As for myself, I am ashamed to say that I did not agree with either the bank clerk or the professor. Although I admitted Mr. Bing’s wide experience of men and affairs, and his marvellous powers of conversation, I could not divest myself of the conviction that underneath it all there lay something more than a mere desire to be either kindly or entertaining; in fact, that his geniality, though outwardly spontaneous, was really a cloak to hide another side of his nature–a fog into which he retreated–and that some day the real man would be revealed.
I made no mention of my misgivings to any of my fellow-boarders. My knowledge of men of his class–brilliant conversationalists with a world-wide experience to draw upon–was slight, and my grounds for doubting his sincerity were so devoid of proof that few persons would have considered them anything but the product of a disordered mind.
And yet I still held to my opinion.
I had caught something, I fancied, that the others had missed. It occurred one night after he had told a story and was waiting for the laugh to subside. Soon a strange, weary expression crept over his face–the same look that comes into the face of a clown who has been hurt in a tumble and who, while wrestling with the pain, still keeps his face a-grin. Suddenly, from out of his merry, smooth-shaven face, there came a flash from his eyes so searching, so keen, so suspicious, so entirely unlike the man we knew, so foreign to his mood at the moment, that I instantly thought of the burglar peering through the painted spectacles of the family portrait while he watched his unconscious victim counting his gold.
This conviction so possessed me that I found myself for days after peering into Bing’s face, watching for its repetition–so much so that the professor asked me with a laugh:
“Has Mr. Bing hypnotized you as badly as he has the ladies? They hang on his every word. Curious study of the effect of mind on matter, isn’t it?”

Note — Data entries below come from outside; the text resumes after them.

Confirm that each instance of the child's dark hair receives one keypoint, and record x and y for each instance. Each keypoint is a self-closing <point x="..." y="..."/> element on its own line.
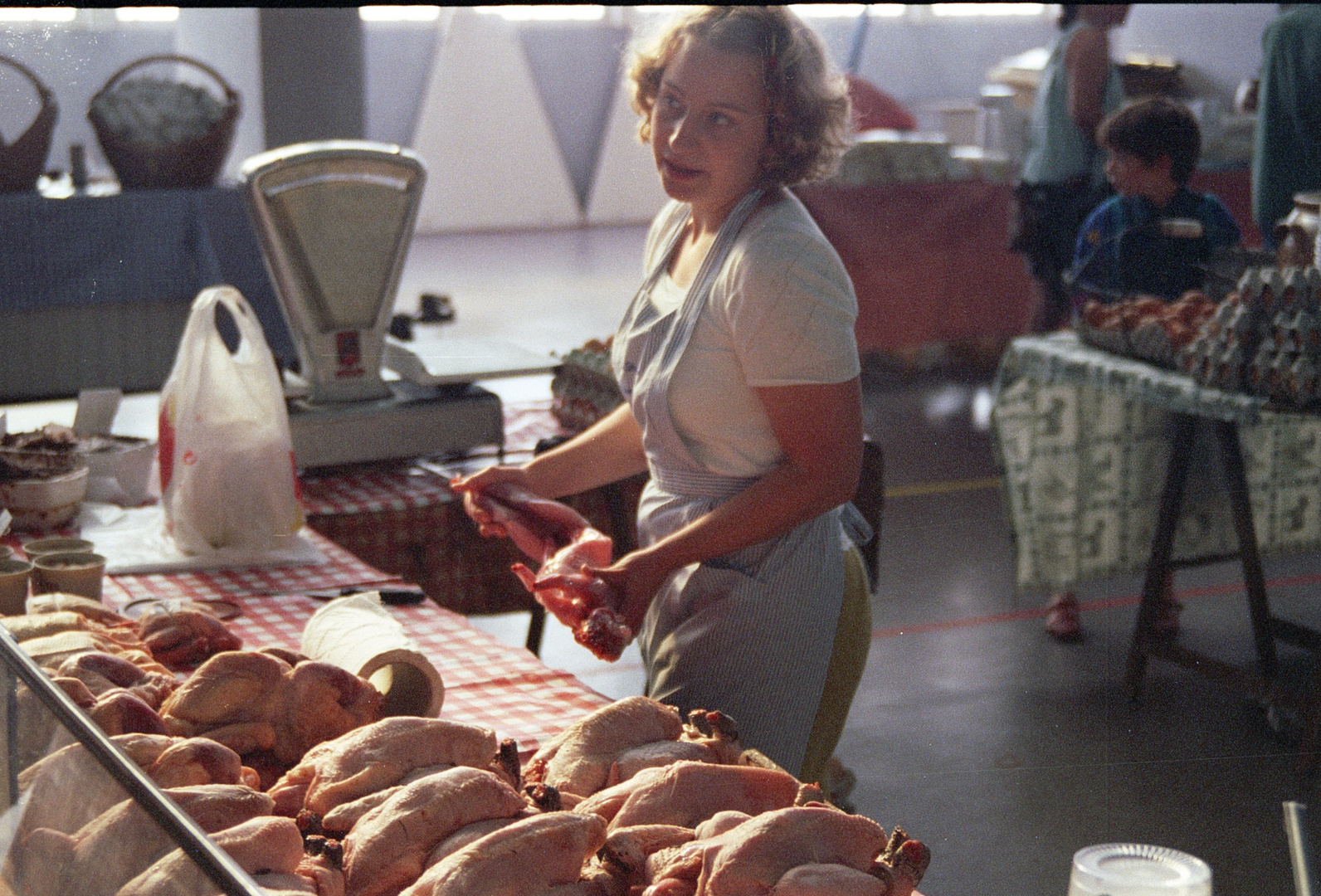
<point x="1153" y="127"/>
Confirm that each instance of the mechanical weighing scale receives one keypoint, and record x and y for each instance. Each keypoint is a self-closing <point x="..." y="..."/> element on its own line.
<point x="334" y="220"/>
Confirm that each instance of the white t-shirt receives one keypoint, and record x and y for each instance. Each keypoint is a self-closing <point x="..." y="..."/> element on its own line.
<point x="780" y="312"/>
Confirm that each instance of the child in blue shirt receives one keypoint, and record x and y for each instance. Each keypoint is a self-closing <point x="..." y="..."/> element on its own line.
<point x="1143" y="241"/>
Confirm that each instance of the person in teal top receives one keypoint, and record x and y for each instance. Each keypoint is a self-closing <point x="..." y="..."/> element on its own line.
<point x="1062" y="178"/>
<point x="1123" y="249"/>
<point x="1287" y="149"/>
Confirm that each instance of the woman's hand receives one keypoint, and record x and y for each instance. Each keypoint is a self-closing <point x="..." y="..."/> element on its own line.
<point x="636" y="577"/>
<point x="470" y="485"/>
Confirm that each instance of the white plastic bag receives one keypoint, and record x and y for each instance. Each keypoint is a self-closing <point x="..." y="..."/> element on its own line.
<point x="227" y="475"/>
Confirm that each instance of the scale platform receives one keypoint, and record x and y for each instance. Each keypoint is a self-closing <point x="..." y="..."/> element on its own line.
<point x="433" y="407"/>
<point x="412" y="421"/>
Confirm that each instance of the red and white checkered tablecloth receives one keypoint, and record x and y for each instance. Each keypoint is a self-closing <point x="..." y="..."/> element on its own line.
<point x="343" y="570"/>
<point x="395" y="486"/>
<point x="486" y="682"/>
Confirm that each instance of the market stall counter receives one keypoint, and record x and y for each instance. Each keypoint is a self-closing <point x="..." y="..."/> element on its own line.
<point x="486" y="682"/>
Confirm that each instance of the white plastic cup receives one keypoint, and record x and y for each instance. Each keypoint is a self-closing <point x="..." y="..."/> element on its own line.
<point x="1138" y="869"/>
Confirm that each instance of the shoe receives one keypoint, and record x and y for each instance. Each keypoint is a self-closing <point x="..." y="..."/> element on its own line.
<point x="1062" y="621"/>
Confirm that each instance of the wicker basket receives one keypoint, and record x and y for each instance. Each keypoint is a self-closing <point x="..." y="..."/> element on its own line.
<point x="189" y="164"/>
<point x="22" y="160"/>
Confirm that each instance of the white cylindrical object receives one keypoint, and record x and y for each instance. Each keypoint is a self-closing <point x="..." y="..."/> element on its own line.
<point x="359" y="635"/>
<point x="1138" y="869"/>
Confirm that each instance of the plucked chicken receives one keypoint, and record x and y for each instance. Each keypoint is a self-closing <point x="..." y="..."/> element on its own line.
<point x="377" y="756"/>
<point x="752" y="858"/>
<point x="526" y="858"/>
<point x="259" y="846"/>
<point x="185" y="637"/>
<point x="580" y="759"/>
<point x="388" y="846"/>
<point x="124" y="840"/>
<point x="268" y="711"/>
<point x="71" y="788"/>
<point x="689" y="793"/>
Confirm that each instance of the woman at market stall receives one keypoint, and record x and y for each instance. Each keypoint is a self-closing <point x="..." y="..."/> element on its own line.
<point x="740" y="369"/>
<point x="1064" y="169"/>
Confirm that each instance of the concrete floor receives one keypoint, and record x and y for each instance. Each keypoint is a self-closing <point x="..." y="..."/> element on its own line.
<point x="1000" y="748"/>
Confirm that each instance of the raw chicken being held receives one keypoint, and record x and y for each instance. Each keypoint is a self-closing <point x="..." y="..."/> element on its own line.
<point x="566" y="546"/>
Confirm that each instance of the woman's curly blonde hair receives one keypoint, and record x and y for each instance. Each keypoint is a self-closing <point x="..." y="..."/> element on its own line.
<point x="809" y="124"/>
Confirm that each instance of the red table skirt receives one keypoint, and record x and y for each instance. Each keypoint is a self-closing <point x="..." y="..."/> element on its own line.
<point x="929" y="262"/>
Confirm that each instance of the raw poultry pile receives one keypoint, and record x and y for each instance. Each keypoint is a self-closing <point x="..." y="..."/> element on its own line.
<point x="1146" y="328"/>
<point x="291" y="771"/>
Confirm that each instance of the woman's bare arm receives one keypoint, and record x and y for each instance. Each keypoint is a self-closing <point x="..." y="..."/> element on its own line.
<point x="611" y="450"/>
<point x="819" y="428"/>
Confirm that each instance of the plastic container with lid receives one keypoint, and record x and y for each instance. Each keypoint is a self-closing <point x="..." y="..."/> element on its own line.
<point x="1138" y="869"/>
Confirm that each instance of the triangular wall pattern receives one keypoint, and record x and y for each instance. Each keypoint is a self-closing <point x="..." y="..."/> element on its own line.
<point x="626" y="187"/>
<point x="492" y="158"/>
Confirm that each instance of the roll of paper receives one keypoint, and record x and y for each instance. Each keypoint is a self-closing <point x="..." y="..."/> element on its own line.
<point x="359" y="635"/>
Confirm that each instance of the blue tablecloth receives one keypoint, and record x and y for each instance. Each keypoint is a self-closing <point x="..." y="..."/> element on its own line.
<point x="135" y="249"/>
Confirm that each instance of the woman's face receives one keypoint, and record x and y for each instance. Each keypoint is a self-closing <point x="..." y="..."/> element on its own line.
<point x="709" y="127"/>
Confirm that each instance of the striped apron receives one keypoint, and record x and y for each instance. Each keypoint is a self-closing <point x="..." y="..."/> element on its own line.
<point x="748" y="633"/>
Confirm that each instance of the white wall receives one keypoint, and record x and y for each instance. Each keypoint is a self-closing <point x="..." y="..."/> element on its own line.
<point x="1218" y="44"/>
<point x="921" y="60"/>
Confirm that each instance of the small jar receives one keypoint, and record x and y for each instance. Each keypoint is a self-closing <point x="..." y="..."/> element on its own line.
<point x="1296" y="234"/>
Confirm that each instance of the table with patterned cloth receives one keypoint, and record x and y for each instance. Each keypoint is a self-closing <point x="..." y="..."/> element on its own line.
<point x="402" y="517"/>
<point x="486" y="682"/>
<point x="1084" y="441"/>
<point x="1107" y="470"/>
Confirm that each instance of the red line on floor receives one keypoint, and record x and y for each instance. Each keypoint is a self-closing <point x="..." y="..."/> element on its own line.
<point x="1107" y="603"/>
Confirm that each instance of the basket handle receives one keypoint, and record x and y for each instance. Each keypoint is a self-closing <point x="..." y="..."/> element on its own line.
<point x="42" y="90"/>
<point x="230" y="94"/>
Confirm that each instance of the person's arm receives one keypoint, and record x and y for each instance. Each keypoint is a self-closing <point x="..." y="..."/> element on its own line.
<point x="1088" y="62"/>
<point x="611" y="450"/>
<point x="819" y="428"/>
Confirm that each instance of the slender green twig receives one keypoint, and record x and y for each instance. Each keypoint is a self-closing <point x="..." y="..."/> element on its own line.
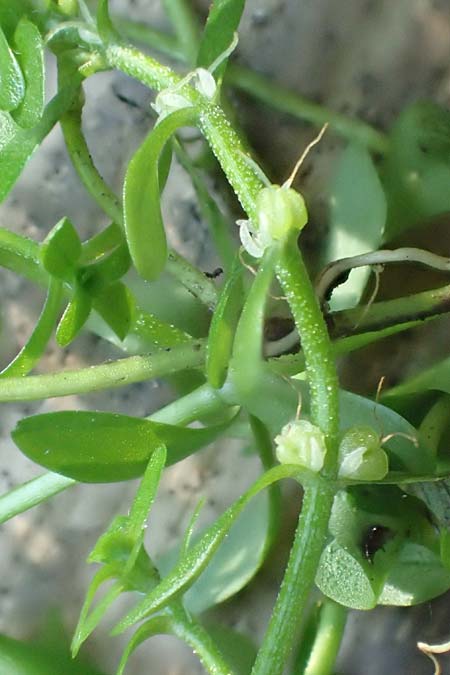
<point x="107" y="375"/>
<point x="319" y="657"/>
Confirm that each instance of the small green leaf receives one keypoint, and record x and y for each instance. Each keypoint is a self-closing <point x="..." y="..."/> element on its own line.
<point x="222" y="23"/>
<point x="105" y="26"/>
<point x="17" y="144"/>
<point x="116" y="306"/>
<point x="189" y="568"/>
<point x="12" y="87"/>
<point x="105" y="271"/>
<point x="343" y="578"/>
<point x="358" y="216"/>
<point x="223" y="325"/>
<point x="143" y="223"/>
<point x="100" y="244"/>
<point x="97" y="447"/>
<point x="75" y="316"/>
<point x="22" y="658"/>
<point x="417" y="576"/>
<point x="61" y="250"/>
<point x="30" y="54"/>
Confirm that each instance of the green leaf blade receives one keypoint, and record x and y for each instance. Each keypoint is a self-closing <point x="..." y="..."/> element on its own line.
<point x="96" y="447"/>
<point x="30" y="54"/>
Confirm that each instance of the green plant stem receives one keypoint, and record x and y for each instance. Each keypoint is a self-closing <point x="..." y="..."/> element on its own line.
<point x="105" y="376"/>
<point x="193" y="634"/>
<point x="320" y="657"/>
<point x="192" y="278"/>
<point x="32" y="493"/>
<point x="82" y="161"/>
<point x="270" y="93"/>
<point x="223" y="140"/>
<point x="312" y="527"/>
<point x="185" y="24"/>
<point x="300" y="573"/>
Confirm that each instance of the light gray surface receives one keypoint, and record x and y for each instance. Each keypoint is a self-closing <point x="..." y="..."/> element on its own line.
<point x="366" y="57"/>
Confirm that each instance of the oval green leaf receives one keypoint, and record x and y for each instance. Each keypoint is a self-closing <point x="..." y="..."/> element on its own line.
<point x="143" y="222"/>
<point x="98" y="447"/>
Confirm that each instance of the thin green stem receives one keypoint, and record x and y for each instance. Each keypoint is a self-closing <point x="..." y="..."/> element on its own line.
<point x="193" y="634"/>
<point x="270" y="93"/>
<point x="300" y="573"/>
<point x="84" y="166"/>
<point x="32" y="493"/>
<point x="108" y="375"/>
<point x="320" y="656"/>
<point x="316" y="508"/>
<point x="185" y="24"/>
<point x="35" y="347"/>
<point x="316" y="346"/>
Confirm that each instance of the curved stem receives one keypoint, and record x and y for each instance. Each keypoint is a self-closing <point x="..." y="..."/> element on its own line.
<point x="107" y="375"/>
<point x="319" y="658"/>
<point x="193" y="634"/>
<point x="300" y="573"/>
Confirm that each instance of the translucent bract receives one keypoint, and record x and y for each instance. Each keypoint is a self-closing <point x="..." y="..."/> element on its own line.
<point x="302" y="443"/>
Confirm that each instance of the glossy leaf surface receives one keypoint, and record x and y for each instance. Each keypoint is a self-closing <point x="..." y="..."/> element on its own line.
<point x="30" y="54"/>
<point x="143" y="223"/>
<point x="358" y="216"/>
<point x="96" y="447"/>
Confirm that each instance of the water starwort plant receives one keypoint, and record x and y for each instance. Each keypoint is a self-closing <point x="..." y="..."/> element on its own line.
<point x="374" y="519"/>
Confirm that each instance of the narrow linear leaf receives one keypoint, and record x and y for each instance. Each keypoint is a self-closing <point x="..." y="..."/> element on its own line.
<point x="223" y="21"/>
<point x="30" y="55"/>
<point x="61" y="250"/>
<point x="116" y="306"/>
<point x="358" y="217"/>
<point x="34" y="349"/>
<point x="97" y="447"/>
<point x="189" y="568"/>
<point x="12" y="88"/>
<point x="143" y="222"/>
<point x="75" y="316"/>
<point x="223" y="325"/>
<point x="17" y="144"/>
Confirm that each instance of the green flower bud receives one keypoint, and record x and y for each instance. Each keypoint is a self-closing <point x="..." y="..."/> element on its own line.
<point x="361" y="456"/>
<point x="280" y="210"/>
<point x="302" y="443"/>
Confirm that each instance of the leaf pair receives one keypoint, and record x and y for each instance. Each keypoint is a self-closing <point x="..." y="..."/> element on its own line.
<point x="384" y="551"/>
<point x="95" y="284"/>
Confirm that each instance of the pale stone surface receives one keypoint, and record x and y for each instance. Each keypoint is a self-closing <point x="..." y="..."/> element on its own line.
<point x="364" y="57"/>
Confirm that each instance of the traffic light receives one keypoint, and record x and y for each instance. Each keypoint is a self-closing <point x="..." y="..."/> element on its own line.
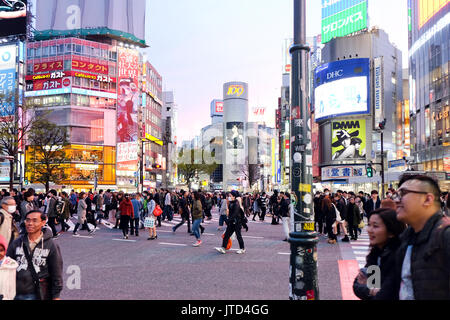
<point x="369" y="170"/>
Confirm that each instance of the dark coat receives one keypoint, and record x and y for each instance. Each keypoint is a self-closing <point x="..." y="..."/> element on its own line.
<point x="48" y="259"/>
<point x="368" y="206"/>
<point x="430" y="259"/>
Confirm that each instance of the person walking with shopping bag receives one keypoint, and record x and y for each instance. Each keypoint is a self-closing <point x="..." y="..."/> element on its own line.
<point x="82" y="212"/>
<point x="126" y="211"/>
<point x="234" y="224"/>
<point x="8" y="268"/>
<point x="150" y="219"/>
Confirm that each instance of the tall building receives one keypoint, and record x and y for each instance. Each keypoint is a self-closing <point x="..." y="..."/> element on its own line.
<point x="170" y="119"/>
<point x="74" y="83"/>
<point x="85" y="73"/>
<point x="429" y="66"/>
<point x="153" y="124"/>
<point x="357" y="87"/>
<point x="235" y="133"/>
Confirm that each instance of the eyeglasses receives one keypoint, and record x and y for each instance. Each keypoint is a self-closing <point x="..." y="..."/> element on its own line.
<point x="33" y="221"/>
<point x="402" y="192"/>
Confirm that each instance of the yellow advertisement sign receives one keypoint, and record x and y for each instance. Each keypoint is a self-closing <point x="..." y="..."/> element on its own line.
<point x="235" y="89"/>
<point x="348" y="139"/>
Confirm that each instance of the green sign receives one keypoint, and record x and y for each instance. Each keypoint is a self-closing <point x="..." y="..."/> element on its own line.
<point x="345" y="22"/>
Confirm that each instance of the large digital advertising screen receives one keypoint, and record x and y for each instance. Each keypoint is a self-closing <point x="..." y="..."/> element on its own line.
<point x="128" y="96"/>
<point x="120" y="18"/>
<point x="8" y="57"/>
<point x="13" y="17"/>
<point x="342" y="17"/>
<point x="235" y="135"/>
<point x="342" y="88"/>
<point x="348" y="139"/>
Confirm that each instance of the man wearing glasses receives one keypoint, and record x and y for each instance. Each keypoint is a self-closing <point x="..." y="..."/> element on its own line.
<point x="39" y="274"/>
<point x="423" y="259"/>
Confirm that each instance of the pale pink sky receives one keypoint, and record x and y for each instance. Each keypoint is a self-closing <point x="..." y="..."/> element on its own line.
<point x="198" y="45"/>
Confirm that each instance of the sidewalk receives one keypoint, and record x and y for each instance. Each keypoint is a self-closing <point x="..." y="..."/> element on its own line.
<point x="338" y="266"/>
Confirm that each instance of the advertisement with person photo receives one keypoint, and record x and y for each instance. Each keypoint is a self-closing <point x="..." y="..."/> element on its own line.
<point x="349" y="139"/>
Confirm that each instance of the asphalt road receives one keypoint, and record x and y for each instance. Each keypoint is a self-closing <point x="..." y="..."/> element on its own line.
<point x="170" y="268"/>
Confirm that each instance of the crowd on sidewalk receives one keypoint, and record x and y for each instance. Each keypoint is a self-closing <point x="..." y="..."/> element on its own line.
<point x="401" y="226"/>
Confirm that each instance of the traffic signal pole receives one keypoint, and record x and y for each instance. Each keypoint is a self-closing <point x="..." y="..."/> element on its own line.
<point x="303" y="282"/>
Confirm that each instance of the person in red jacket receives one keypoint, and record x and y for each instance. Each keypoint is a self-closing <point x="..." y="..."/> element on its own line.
<point x="126" y="211"/>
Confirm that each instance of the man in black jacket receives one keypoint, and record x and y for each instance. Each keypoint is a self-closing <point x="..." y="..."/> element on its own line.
<point x="51" y="211"/>
<point x="373" y="203"/>
<point x="423" y="259"/>
<point x="46" y="259"/>
<point x="284" y="213"/>
<point x="185" y="212"/>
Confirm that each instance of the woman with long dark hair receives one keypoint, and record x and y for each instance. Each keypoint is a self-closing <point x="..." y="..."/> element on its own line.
<point x="197" y="216"/>
<point x="384" y="230"/>
<point x="329" y="213"/>
<point x="126" y="211"/>
<point x="234" y="224"/>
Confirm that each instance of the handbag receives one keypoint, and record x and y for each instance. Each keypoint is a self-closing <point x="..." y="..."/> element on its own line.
<point x="41" y="285"/>
<point x="338" y="214"/>
<point x="149" y="222"/>
<point x="158" y="211"/>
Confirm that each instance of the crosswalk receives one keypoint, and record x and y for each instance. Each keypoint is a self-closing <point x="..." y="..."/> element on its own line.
<point x="361" y="248"/>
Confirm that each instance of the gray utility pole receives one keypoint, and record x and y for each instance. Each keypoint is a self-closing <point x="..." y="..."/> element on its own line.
<point x="303" y="283"/>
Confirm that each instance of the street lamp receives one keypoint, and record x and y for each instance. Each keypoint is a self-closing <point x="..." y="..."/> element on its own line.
<point x="303" y="282"/>
<point x="381" y="127"/>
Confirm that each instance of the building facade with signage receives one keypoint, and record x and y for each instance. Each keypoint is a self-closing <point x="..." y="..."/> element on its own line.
<point x="358" y="85"/>
<point x="74" y="83"/>
<point x="429" y="66"/>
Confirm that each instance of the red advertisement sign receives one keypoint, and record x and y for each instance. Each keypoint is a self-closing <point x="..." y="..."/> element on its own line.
<point x="315" y="145"/>
<point x="219" y="107"/>
<point x="48" y="66"/>
<point x="78" y="74"/>
<point x="128" y="95"/>
<point x="50" y="84"/>
<point x="89" y="66"/>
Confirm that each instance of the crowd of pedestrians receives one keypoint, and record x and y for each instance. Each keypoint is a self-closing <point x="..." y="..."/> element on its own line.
<point x="408" y="231"/>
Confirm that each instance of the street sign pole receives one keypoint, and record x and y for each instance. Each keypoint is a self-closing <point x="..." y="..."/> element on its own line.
<point x="303" y="283"/>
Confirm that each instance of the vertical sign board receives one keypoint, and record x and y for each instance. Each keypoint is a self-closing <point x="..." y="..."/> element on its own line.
<point x="349" y="139"/>
<point x="273" y="158"/>
<point x="128" y="95"/>
<point x="342" y="17"/>
<point x="8" y="58"/>
<point x="378" y="90"/>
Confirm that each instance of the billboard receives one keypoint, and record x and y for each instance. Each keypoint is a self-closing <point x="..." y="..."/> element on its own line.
<point x="217" y="108"/>
<point x="118" y="18"/>
<point x="378" y="89"/>
<point x="235" y="135"/>
<point x="342" y="88"/>
<point x="428" y="8"/>
<point x="342" y="17"/>
<point x="8" y="57"/>
<point x="348" y="139"/>
<point x="13" y="17"/>
<point x="127" y="156"/>
<point x="128" y="95"/>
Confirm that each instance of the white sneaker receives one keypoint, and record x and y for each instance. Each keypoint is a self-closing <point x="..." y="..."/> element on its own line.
<point x="198" y="243"/>
<point x="221" y="250"/>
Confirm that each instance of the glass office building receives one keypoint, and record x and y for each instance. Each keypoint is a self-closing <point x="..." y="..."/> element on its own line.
<point x="429" y="52"/>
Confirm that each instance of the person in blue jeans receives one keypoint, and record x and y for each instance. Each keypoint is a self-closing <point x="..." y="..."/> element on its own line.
<point x="197" y="216"/>
<point x="223" y="210"/>
<point x="134" y="220"/>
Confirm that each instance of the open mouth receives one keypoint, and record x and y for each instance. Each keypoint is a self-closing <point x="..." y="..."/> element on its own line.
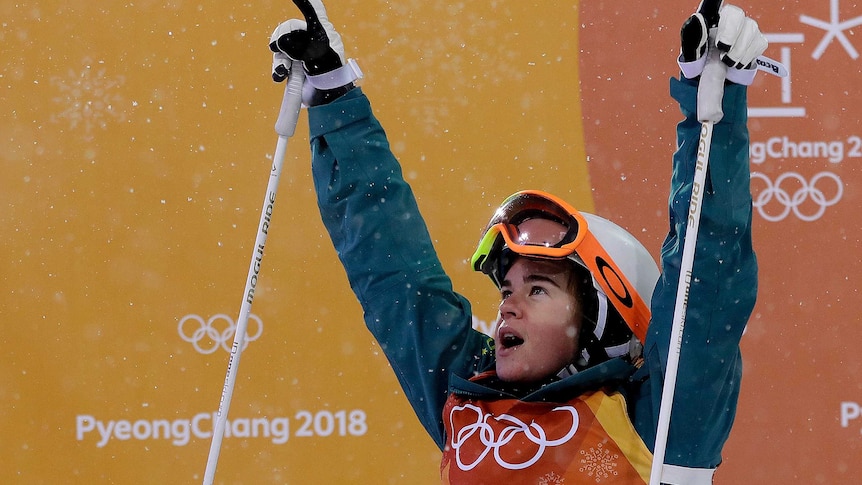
<point x="510" y="340"/>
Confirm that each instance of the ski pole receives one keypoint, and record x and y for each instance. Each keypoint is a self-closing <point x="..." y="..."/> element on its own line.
<point x="709" y="112"/>
<point x="285" y="126"/>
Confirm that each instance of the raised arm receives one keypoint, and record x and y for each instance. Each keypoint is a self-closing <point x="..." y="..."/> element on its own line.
<point x="370" y="212"/>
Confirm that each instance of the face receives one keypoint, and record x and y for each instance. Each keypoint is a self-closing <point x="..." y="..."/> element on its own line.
<point x="539" y="321"/>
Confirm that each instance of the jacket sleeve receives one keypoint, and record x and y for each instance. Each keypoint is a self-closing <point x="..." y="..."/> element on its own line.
<point x="370" y="212"/>
<point x="722" y="292"/>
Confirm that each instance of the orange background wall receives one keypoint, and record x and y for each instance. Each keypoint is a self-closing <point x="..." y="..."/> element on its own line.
<point x="137" y="142"/>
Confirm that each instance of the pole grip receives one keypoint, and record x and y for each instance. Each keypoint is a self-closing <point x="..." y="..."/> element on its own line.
<point x="710" y="91"/>
<point x="291" y="103"/>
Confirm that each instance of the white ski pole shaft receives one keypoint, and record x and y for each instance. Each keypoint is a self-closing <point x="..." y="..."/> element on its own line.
<point x="285" y="126"/>
<point x="709" y="112"/>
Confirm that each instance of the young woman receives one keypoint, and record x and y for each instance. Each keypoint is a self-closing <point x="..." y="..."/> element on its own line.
<point x="568" y="389"/>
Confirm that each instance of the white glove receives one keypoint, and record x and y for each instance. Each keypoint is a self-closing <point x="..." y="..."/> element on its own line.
<point x="737" y="36"/>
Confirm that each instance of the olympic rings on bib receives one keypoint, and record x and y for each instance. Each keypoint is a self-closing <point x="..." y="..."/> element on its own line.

The second time I caught the strange flash was BEFORE he had told his story–when his admonitory glance–his polite way of compelling attention–was sweeping the table. In its course his eyes rested for an instant on mine, kindled with suspicion, and then there flashed from their depths a light that seemed to illuminate every corner of my brain. When I looked again his face was wreathed in smiles, his eyes sparkling with merriment. Instantly my doubts returned with redoubled force. What had he found in that instantaneous flash, I wondered? Had he read my thoughts, or had he, from his place behind the painted canvas, caught some expression on some victim’s face which had roused his fears?